Crown Royal Hand Selected Barrel for Davin DeKergommeaux

57.5% alc./vol.
Embouteillé exclusivement pour Davin DeKergommeaux

André 87%
Nez crémeux de caramel et de caramel Écossais, une touche de fruits rouges, de réglisse et d’épices provenant du rye, bananes, ananas. Belles influences tirées du fût de chêne. En bouche, le sirop d’érable, la vanille, beaucoup de cannelle, de gingembre et de réglisse. Petite morsure alcoolisée mais définitivement pas de l’ordre du taux d’alcool sur la bouteille. Sensation de soupe de céréales concassées et poussiéreuses.

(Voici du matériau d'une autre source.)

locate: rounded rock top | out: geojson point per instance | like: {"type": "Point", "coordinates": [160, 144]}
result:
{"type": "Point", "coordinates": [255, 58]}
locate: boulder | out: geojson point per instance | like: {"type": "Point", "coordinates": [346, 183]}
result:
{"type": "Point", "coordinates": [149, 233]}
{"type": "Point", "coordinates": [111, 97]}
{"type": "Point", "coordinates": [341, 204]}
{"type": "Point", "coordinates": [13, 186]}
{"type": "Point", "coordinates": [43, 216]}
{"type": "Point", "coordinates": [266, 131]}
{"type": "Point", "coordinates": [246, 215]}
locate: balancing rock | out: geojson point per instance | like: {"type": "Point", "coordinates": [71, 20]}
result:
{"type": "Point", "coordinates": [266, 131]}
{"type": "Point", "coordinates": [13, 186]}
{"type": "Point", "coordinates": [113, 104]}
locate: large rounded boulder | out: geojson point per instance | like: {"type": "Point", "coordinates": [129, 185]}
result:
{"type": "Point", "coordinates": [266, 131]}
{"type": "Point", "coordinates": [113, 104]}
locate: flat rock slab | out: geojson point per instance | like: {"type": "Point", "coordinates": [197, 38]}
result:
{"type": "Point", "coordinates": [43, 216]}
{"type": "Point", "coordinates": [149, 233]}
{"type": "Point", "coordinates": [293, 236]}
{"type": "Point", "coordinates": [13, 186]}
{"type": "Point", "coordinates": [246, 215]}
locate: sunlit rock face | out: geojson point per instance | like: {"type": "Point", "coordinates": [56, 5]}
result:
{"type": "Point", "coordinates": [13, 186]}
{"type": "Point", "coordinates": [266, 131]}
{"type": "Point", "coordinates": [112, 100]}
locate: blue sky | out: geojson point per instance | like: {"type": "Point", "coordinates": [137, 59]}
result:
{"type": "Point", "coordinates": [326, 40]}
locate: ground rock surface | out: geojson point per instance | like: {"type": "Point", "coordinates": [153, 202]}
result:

Finale soutenue et poussée par l’alcool. La vanille et le caramel adoucissent beaucoup l’ensemble sans masquer les épices tirées du seigle. Les saveurs du fût de chêne sont bien présentes et cela ne plaira pas nécessairement à tous les amateurs. De savourer un whisky Canadien single cask à la force du fût est tellement rare et le résultat vraiment étonnant, c’est à se demander pourquoi l’expérience avait si peu été souvent mise de l’avant.

Patrick 94%
Le meilleur Crown royal que j’aie jamais goûté, en fait l’un des meilleurs whiskys que j’aie essayé! Nez : Un Crown royal hyper intense et sucré. Bref, de belles épices rappelant du rye, des notes de céréales, du chêne, de la cassonade, et une touche de réglisse rouge. Bouche : Menoum! Une belle vague d’épices, de fruits sucrés et de chêne. Un combat épique entre les épices et le chêne VS les fruits et le sucre. Finale : Superbe finale d’une belle longueur avec du bois brûlé et du sucre.

Martin 90%
Bel ambre neutre comme la plupart des Crown Royal. Nez : Rye et sucre doré, bardé de raisins secs aussi dorés. Chêne et butterscotch, vanille et réglisse. Bouche : doux et affirmé à la fois, explosion de sucre et de seigle, réglisse, gingembre, cannelle et chêne. Son taux cask strength offre un support d’une richesse et d’une clarté cristalline. Finale : épicée et longue. Cassonade fondue et raisins secs se mesurent au seigle et au bois dans un combat des plus équitables. Équilibre : il faut se considérer chanceux de goûter à un single cask, cask strength canadian whisky, de surcroît sélectionné par l’expert en la matière Davin DeKergommeaux.